Along with Papagiannakopoulos, study authors in the Department of Pathology at the NYU School of Medicine were Simranjit Singh, Sarah LeBoeuf, Volkan Sayin, and Britney Martinez. Study authors from the Koch Institute for Integrative Cancer Research and Department of Biology at the Massachusetts Institute of Technology were Rodrigo Romero, Shawn Davidson, Matthew Bauer, Donald Ellis, Arjun Bhutkar, Francisco Sanchez-Rivera, Lakshmipriya Subbaraj, Matthew Vander Heiden, and co-corresponding author Tyler Jacks, a Howard Hughes Medical Institute Investigator.

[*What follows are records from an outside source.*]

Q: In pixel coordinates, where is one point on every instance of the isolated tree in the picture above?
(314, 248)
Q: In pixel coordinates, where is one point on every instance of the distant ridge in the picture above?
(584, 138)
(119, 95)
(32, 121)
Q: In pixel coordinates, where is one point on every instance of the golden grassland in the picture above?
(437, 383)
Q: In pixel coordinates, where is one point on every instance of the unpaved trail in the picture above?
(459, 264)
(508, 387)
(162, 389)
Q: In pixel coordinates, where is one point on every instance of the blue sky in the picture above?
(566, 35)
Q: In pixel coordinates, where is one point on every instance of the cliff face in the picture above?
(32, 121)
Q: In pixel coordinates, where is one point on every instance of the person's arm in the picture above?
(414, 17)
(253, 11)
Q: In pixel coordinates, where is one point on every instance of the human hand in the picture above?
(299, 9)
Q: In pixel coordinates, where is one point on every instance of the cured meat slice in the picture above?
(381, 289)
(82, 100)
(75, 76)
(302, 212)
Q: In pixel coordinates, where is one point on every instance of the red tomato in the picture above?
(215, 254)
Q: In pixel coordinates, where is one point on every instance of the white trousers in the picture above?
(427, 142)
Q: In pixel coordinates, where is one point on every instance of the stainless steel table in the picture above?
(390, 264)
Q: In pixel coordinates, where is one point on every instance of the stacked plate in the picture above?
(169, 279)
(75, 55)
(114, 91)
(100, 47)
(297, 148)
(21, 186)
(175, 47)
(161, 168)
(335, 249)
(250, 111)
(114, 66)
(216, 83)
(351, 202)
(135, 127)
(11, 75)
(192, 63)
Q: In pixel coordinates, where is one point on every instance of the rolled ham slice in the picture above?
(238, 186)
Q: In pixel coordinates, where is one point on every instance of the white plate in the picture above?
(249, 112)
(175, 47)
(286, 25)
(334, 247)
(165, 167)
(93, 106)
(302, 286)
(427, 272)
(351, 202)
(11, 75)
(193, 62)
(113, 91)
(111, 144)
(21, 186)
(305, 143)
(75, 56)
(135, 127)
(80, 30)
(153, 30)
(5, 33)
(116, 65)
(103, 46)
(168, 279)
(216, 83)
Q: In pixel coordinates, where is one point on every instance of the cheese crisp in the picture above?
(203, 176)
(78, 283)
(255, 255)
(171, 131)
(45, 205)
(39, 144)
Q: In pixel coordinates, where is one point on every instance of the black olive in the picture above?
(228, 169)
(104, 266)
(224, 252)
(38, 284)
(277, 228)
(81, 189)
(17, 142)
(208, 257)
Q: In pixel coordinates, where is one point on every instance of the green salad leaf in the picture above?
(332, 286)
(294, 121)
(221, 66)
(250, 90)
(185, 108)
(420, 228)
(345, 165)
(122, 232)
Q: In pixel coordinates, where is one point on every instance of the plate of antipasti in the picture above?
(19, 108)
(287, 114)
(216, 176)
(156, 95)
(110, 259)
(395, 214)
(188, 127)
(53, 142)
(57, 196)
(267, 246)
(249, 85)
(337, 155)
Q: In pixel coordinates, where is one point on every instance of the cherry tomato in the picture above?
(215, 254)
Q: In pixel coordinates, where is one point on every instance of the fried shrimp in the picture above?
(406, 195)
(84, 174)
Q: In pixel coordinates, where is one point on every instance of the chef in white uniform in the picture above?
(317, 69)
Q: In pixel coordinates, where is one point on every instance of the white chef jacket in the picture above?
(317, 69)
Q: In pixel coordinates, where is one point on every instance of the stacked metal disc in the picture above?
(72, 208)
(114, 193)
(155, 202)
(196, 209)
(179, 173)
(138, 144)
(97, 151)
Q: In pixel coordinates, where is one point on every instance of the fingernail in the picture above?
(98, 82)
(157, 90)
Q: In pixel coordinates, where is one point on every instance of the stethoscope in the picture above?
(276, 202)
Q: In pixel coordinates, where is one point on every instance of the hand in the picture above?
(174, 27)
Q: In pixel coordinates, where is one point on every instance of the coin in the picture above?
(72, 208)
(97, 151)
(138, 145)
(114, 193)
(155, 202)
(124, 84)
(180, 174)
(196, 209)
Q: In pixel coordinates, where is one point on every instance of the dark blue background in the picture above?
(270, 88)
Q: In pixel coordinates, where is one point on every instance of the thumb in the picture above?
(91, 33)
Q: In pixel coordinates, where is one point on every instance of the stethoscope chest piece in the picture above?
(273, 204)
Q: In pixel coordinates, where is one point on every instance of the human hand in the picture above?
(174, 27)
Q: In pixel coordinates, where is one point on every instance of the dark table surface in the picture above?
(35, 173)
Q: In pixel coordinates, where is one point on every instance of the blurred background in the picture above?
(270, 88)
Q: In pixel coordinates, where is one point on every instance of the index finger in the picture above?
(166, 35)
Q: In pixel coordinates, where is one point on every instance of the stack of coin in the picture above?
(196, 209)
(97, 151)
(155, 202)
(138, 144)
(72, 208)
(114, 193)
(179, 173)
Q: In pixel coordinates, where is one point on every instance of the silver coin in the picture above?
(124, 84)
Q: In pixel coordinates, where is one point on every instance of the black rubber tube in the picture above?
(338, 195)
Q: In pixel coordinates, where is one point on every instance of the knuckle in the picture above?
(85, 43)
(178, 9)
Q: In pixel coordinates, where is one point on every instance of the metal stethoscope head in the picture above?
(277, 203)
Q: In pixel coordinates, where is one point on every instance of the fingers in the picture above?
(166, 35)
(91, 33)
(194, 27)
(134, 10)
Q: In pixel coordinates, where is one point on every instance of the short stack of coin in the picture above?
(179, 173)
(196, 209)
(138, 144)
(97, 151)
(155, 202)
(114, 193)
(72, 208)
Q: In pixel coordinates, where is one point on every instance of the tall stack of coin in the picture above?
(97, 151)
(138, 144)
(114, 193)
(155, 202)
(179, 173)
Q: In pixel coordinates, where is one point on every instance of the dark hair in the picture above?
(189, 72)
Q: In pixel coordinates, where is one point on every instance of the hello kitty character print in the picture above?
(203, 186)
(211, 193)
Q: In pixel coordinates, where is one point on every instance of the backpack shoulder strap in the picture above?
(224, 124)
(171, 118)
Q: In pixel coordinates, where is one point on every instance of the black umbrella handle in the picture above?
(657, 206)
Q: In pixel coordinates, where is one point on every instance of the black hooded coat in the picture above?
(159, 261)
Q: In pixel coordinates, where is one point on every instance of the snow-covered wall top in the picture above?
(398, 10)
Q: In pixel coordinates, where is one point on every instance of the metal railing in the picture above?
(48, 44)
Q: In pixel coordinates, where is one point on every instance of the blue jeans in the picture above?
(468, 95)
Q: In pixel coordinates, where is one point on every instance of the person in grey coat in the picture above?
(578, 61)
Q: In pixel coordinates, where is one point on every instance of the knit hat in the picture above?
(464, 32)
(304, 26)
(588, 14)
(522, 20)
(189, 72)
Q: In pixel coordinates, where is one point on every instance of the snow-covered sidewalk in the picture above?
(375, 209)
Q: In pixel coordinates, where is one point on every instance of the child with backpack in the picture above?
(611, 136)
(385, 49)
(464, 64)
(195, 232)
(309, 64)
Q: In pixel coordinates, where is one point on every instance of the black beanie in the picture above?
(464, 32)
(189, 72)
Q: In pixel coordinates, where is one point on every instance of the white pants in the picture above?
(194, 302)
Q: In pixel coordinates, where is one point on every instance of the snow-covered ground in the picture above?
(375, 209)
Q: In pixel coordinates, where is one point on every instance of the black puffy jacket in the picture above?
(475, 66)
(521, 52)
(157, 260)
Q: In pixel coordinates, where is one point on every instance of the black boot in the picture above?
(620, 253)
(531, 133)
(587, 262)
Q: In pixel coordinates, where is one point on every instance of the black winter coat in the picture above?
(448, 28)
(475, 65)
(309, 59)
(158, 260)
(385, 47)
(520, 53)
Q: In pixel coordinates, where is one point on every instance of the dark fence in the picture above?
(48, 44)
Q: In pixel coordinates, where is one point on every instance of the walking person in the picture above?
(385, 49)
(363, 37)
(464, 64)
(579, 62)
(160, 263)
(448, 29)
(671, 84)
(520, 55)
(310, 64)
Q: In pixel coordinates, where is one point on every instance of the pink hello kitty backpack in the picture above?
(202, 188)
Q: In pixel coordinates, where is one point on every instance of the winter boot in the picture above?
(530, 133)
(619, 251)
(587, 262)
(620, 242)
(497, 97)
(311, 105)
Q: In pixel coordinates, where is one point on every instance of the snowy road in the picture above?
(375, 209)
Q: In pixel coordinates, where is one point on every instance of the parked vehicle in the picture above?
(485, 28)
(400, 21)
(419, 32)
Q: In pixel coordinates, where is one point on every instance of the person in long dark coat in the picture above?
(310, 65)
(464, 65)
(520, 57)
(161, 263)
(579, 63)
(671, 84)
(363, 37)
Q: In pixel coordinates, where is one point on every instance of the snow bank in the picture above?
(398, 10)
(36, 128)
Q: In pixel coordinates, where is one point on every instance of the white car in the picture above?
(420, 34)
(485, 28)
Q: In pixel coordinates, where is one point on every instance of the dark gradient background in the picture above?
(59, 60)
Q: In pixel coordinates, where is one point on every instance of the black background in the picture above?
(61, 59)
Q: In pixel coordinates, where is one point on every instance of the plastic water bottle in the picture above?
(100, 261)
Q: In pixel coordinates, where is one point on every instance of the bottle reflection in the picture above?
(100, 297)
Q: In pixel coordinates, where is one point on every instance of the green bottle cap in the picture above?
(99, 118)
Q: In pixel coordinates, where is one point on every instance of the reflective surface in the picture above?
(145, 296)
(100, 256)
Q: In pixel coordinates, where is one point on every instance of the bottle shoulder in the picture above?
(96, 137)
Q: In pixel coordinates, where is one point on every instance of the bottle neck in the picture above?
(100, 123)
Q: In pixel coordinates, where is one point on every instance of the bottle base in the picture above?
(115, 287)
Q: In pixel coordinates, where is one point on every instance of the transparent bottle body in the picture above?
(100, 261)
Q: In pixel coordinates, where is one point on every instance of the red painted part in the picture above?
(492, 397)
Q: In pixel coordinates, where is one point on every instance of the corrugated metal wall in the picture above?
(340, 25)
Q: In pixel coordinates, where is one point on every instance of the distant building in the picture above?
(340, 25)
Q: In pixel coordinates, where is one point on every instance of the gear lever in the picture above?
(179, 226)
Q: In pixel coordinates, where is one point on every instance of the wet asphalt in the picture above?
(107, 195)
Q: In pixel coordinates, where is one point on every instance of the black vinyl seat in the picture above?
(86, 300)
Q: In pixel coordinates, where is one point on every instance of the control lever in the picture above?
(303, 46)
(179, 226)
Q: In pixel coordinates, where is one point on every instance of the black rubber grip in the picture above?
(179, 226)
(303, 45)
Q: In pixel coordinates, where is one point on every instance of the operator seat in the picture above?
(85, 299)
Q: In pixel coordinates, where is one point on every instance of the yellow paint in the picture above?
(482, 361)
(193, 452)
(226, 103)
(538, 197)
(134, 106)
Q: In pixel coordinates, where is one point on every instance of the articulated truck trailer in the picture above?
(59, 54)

Also making important contributions were Roderick Bronson of Tufts University and Harvard Medical School; Justin Prigge and Edward Schmidt in the Department of Immunology and Infectious Diseases, Montana State University; and Craig Thomas at the National Institutes of Health (NIH) Chemical Genomics Center in Bethesda.
This work was supported in part by the Koch Institute Support grant P30-CA14051 from the National Cancer Institute, NIH grant K22CA201088-01), National Science Foundation Graduate Research Fellowship grant 1122374, EMBO Long Term Fellowship ALTF 1451-2015 co-funded by the European Commission (LTCOFUND2013, GA-2013-609409) with support from Marie Curie Actions, Cancer Center Support Grant P30-CA14051. Additional support was provided by the American Cancer Society, Hope Funds for Cancer Research, the Swedish Medical Research Council, and the Howard Hughes Medical Institute.